Comparison of annual infiltration depth between annual
crop and forage simulations for the La Salle River subbasin (LS-05OG008).
Error bars indicate the 95 % confidence interval of the forage simulation
ensemble. The years 1997–2001, 2004, and 2008 were not used for model
assessment due to missing data or equipment malfunctions.
The higher soil moisture depth resulted in increased annual actual ET depths
in the forage model when compared with the annual crop model across all years
(Fig. 9). Actual ET depths from the annual crop simulation were lower than
forage simulations in all years, indicating the sustained increase in water
demand of the forage simulation across variable weather conditions and the
longer growth and photosynthesis period for forage compared with the
annual crop. On average, ET increased by 34.5 ± 0.9 % (94.1 ± 2.5 mm) over the assessed period due to the conversion from annual crops to
perennial forage.
The sensitivity analysis indicated that cumulative discharge, peak
discharge, runoff, infiltration, SWE, and ET respond differently to the
change in stomatal resistance between 25 and 100 s m-1 (Fig. 10).
Among the key hydrological processes, cumulative discharge and cumulative ET
were most sensitive to the changes in stomatal resistance, whereas SWE was
insensitive to changes in this parameter.

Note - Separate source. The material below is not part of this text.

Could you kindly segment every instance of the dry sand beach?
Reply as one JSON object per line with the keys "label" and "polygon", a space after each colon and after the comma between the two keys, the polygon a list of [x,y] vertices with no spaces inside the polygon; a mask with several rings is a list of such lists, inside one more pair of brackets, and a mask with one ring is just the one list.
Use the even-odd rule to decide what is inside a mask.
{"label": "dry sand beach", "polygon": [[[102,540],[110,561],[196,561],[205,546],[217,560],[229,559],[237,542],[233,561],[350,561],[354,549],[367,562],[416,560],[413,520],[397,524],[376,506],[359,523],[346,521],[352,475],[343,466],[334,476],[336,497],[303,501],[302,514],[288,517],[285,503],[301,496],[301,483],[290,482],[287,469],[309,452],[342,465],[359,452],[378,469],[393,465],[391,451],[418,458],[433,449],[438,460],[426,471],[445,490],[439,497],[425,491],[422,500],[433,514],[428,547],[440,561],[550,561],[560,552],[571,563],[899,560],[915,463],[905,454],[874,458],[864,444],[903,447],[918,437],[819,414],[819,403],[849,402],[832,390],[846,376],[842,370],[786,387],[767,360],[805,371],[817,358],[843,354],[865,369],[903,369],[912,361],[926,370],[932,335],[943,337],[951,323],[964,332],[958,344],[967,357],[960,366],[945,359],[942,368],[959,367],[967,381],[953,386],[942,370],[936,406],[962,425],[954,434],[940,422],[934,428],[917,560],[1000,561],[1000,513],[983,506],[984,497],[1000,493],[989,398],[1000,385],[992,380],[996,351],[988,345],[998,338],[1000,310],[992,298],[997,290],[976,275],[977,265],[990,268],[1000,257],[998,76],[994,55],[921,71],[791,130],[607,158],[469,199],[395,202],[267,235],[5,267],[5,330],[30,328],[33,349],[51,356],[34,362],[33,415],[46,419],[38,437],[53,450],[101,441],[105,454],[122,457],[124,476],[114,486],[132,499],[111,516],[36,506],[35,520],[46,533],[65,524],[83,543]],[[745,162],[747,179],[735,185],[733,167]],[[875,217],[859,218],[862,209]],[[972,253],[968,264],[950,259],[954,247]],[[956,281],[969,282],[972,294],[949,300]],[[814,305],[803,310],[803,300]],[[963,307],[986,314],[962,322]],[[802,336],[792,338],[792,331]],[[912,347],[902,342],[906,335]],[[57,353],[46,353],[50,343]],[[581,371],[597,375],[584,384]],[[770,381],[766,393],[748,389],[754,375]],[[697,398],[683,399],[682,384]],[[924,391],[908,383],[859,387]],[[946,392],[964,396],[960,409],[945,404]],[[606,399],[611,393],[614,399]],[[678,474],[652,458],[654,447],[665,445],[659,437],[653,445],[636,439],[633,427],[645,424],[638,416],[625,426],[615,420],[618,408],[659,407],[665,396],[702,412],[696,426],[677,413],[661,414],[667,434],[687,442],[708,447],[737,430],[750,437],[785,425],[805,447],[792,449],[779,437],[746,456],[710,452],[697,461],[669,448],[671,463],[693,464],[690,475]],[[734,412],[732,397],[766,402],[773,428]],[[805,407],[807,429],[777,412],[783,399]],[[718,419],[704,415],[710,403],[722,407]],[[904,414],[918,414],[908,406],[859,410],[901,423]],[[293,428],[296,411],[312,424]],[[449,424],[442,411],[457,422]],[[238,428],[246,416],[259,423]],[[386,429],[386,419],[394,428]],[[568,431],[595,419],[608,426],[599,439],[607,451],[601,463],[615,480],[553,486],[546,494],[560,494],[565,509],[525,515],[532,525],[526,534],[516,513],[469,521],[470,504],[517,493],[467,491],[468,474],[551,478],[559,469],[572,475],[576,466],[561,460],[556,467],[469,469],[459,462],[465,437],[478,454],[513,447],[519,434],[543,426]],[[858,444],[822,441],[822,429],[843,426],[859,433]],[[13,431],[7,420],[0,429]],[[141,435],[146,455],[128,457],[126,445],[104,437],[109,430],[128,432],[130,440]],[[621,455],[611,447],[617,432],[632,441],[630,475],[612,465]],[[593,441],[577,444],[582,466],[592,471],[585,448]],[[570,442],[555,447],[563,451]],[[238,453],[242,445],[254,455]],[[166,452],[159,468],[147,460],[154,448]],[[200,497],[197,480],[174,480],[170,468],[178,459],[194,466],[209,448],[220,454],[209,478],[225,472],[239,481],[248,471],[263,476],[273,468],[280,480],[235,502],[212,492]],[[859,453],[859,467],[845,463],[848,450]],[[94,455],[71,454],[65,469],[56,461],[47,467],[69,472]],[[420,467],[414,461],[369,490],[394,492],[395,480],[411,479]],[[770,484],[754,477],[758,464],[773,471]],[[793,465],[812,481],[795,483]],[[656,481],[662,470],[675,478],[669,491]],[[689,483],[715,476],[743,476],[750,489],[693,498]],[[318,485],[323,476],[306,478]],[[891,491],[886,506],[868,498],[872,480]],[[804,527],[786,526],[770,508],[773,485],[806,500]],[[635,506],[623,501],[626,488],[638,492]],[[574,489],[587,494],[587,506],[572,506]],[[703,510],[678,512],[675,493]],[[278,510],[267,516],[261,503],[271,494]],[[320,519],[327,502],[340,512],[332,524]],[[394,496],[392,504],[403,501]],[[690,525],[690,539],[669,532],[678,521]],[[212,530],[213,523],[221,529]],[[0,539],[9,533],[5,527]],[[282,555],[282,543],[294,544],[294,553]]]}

Annual cumulative discharge, peak
discharge, and cumulative runoff decreased by 26.9 %, 3.0 %, and 0.5 %, respectively, as the stomatal resistance value decreased from 50 to 25 s m-1. Cumulative
infiltration and cumulative ET increased by 4.0 % and 17.5 %, respectively, under the
same change in stomatal resistance. In comparison, an increase in cumulative
discharge, peak discharge, and cumulative runoff as well as a decrease in
cumulative infiltration and cumulative ET were observed when increasing
stomatal resistance from 50 to 75 and 100 s m-1. When increasing
stomatal resistance to 75 and 100 s m-1, cumulative discharge increased
by 38.0 % and 59.1 %, peak discharge increased by 7.1 % and 10.4 %,
cumulative runoff increased by 4.6 % and 9.9 %, cumulative infiltration
decreased by 8.1 % and 16.9 %, and cumulative ET decreased by 19.2 %
and 32.9 %, respectively.
Comparison of soil moisture storage between annual crop
model and forage simulations for the La Salle River subbasin (LS-05OG008).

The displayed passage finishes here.